With the help of police in Santa Barbara, Frankie’s car, an SUV, was found in a body shop where it was having its front end repaired. Inside the car technicians found traces of Holloway’s blood on the steering wheel and gearshift knob. And in a corner of the car’s back deck, under a welder’s apron, a heavy glass paperweight that had once sat on the reception desk in the lobby was found. The paperweight was smeared with bloody fingerprints-Holloway’s blood, Frankie’s fingerprints.
As part of the booking process, Frankie also had his cheek swabbed for a DNA sample. That sample linked him to DNA left on the garrote taken from Holloway’s neck and it proved paternity; Frankie was, indeed, Holloway’s son.
Whatever information I gleaned came entirely from Thornbury and Weber because Uncle Max, of necessity, was staying mute on the topic of his new pro bono client.
Through his friend Gilbert, Jean-Paul received updates on Clarice Snow.
The FBI booked Clarice into the Metropolitan Detention Center in downtown Los Angeles, the federal lockup, later on the same day that Hiram Chin took his own life.
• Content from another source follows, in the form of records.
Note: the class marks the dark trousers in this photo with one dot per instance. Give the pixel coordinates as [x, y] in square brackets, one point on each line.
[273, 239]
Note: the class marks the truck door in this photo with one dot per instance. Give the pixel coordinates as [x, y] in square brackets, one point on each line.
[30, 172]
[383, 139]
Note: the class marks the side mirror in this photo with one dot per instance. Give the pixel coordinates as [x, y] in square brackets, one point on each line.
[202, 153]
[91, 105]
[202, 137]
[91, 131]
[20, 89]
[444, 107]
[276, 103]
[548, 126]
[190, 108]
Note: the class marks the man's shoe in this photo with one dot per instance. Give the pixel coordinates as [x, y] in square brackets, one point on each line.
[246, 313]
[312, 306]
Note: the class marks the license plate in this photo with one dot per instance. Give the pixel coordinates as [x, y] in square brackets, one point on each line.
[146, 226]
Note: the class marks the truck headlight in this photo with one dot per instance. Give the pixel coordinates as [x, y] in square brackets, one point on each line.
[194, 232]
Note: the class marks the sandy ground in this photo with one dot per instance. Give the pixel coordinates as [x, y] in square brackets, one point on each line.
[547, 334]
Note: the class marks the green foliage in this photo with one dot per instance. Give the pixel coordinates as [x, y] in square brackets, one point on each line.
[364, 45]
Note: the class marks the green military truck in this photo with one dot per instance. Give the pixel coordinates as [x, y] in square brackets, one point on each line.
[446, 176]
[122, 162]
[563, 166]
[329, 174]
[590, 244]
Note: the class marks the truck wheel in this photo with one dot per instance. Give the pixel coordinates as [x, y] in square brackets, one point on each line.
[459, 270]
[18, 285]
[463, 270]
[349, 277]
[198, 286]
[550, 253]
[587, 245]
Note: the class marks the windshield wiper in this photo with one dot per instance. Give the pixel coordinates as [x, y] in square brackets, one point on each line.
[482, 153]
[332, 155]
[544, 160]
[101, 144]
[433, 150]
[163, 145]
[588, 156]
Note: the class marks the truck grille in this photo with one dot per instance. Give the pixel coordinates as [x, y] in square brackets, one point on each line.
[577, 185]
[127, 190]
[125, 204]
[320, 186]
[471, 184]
Federal investigators knew there was something hinky about her gallery, but after seventy-two hours they had to let her go because they hadn’t found anything concrete to charge her with, though the IRS was hard at work dissecting her very complex international finances. In the meantime, the FBI kept her passport.
The enormous collection of beautiful fakes the Feds found in the warehouse adjoining Frankie’s studio had been awarded to Francis Weidermeyer by a federal judge, and Weidermeyer confirmed that he had consigned it to Clarice to sell. Though the operation was certainly shady, it was legitimate as long as Clarice did not misrepresent her offerings.
At the back of her album of exclusive offerings-the fakes-there was a disclaimer that said the works shown were all painted “in homage” to the great artists of Europe, but were not themselves masterworks. The paintings were not forgeries, and according to Clarice, she never represented them as anything except imitations. Jean-Paul and I could not contradict that, though neither of us remembered seeing the disclaimer when we looked through the album in her gallery.